Por Orlando Castro (*)
No comunicado de imprensa do FMI lê-se: “O desempenho do programa foi forte, com as autoridades a cumprirem oito dos novos critérios quantitativos de desempenho até final de Junho de 2024, e as reformas estruturais estão a progredir bem, especialmente no sector energético”.
O FMI dá conta, no mesmo comunicado, da aprovação do desembolso de cerca de 6,6 milhões de euros, de um total inicial de quase 35 milhões de euros, que foi aumentado para 48 milhões de euros em Novembro do ano passado.
Depois da aprovação do corpo técnico, falta ainda o acordo da administração do FMI, o que deverá acontecer a meio de Dezembro, acrescenta a instituição financeira, que prevê um crescimento de 5% do PIB este ano e uma inflação média de 4,2%.
O desempenho do sector do caju estará abaixo das perspectivas, elevando o défice da balança corrente para 7,4%, com o desequilíbrio nas contas públicas a chegar a 5% do PIB, aponta ainda o FMI.
“Doravante, avançar nas principais reformas estruturais vai sustentar um crescimento inclusivo e a diversificação económica, diz o chefe de missão para o país, Niko Hobdari, citado no comunicado.

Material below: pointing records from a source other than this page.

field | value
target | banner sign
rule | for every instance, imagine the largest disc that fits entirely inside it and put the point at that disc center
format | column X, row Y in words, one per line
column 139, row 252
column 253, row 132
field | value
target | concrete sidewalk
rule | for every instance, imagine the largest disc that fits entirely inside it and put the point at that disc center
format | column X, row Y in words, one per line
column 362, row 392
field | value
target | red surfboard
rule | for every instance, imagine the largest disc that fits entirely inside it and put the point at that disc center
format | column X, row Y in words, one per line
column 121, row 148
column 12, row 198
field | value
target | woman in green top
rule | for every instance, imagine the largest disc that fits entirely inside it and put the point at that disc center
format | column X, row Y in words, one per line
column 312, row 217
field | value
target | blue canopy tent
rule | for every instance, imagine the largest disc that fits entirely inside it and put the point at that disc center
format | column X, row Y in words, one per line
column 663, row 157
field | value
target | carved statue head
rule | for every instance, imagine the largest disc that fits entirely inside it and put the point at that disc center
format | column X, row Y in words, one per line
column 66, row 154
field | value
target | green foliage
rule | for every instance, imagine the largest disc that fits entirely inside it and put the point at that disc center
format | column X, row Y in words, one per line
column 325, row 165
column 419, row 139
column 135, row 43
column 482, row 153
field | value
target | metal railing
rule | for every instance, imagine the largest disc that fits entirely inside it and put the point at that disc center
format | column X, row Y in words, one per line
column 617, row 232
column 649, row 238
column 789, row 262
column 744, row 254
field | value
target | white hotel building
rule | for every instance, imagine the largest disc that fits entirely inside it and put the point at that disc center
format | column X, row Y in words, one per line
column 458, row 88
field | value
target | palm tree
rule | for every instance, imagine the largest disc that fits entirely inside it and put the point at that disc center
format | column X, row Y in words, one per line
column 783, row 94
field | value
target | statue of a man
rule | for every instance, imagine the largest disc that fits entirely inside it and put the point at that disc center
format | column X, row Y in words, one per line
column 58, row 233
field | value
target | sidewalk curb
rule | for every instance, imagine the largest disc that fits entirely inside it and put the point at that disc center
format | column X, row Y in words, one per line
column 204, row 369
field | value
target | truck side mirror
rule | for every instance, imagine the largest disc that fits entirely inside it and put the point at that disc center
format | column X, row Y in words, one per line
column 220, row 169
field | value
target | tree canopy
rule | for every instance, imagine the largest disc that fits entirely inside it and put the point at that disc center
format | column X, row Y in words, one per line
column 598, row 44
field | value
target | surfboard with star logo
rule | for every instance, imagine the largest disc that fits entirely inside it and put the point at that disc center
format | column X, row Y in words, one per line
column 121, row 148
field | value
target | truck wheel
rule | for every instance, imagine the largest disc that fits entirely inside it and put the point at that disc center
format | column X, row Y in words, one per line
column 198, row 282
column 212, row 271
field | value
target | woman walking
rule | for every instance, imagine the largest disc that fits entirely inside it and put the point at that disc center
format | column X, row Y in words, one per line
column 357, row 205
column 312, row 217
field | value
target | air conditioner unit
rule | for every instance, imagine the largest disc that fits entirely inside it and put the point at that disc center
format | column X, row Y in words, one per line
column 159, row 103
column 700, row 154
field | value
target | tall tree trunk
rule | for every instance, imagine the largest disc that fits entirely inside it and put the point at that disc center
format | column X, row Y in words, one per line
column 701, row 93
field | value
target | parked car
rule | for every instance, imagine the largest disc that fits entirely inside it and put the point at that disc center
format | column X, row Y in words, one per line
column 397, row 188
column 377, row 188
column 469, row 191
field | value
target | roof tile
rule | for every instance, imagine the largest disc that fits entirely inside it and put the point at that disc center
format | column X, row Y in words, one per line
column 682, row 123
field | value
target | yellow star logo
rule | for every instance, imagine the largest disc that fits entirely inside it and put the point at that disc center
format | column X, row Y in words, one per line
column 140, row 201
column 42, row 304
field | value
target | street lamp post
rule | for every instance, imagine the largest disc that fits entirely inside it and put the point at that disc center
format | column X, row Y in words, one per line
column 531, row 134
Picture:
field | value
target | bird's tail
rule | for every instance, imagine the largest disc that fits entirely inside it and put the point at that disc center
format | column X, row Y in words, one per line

Mas nem tudo é mau. Quase tudo é péssimo
Em Maio, na mesma altura em que o Presidente da Guiné-Bissau, Umaro Sissoco Embaló, desfilava em Moscovo ao lado de Vladimir Putin, um deputado guineense do Movimento para a Alternância Democrática (MADEM-G 15) Manuel Irénio Nascimento Lopes, de 57 anos, era detectado no Aeroporto Humberto Delgado, em Lisboa, após um voo da transportadora aérea portuguesa TAP proveniente de Bissau, com 13 quilos de cocaína dissimulados na bagagem. Este foi o segundo caso de suspeita de tráfico de droga por parte de individualidades guineenses detidas no Aeroporto de Lisboa.
O Procurador Eduardo Mancanha, que se encontrava de licença de serviço para estudar em Portugal, há mais de três anos, foi detido no passado dia 21 de Abril “em flagrante delito” na posse de dois quilogramas de um produto que se presume ser droga, segundo um comunicado do Conselho Superior de Magistratura do Ministério Público guineense, no qual foi anunciada a sua suspensão de funções.
A vida dos guineenses está difícil. Em 19 de Dezembro de 2007, António Maria Costa afirmava, em Lisboa, que “a Guiné-Bissau está à beira do colapso, com o Estado incapaz de assegurar a soberania do território face ao narcotráfico e ao crime organizado”.
Dando mais um relevante exemplo de perspicácia, mesmo que eventualmente sustentado por informações dos serviços (pouco) secretos de Portugal, o então ministro de Estado e dos Negócios Estrangeiros português, Paulo Portas, disse que a questão do narcotráfico também foi a chave do golpe de Estado de 12 de Abril de 2012 na Guiné Bissau.
É brilhante. Aliás, quase desde que se tornou independente que todo o mundo (talvez com a excepção de Portugal) sabe que o narcotráfico é uma forma de vida de muitos militares e políticos guineenses.
Na altura, Paulo Portas afirmou que “todas as informações” de que Portugal dispunha relacionavam o golpe de Estado de 12 de Abril na Guiné-Bissau com o narcotráfico e que este assunto em concreto teria de ser analisado pelas Nações Unidas, Comunidade dos Países de Língua Portuguesa, Comunidade Económica dos Estados da África Ocidental, União Europeia e União Africana.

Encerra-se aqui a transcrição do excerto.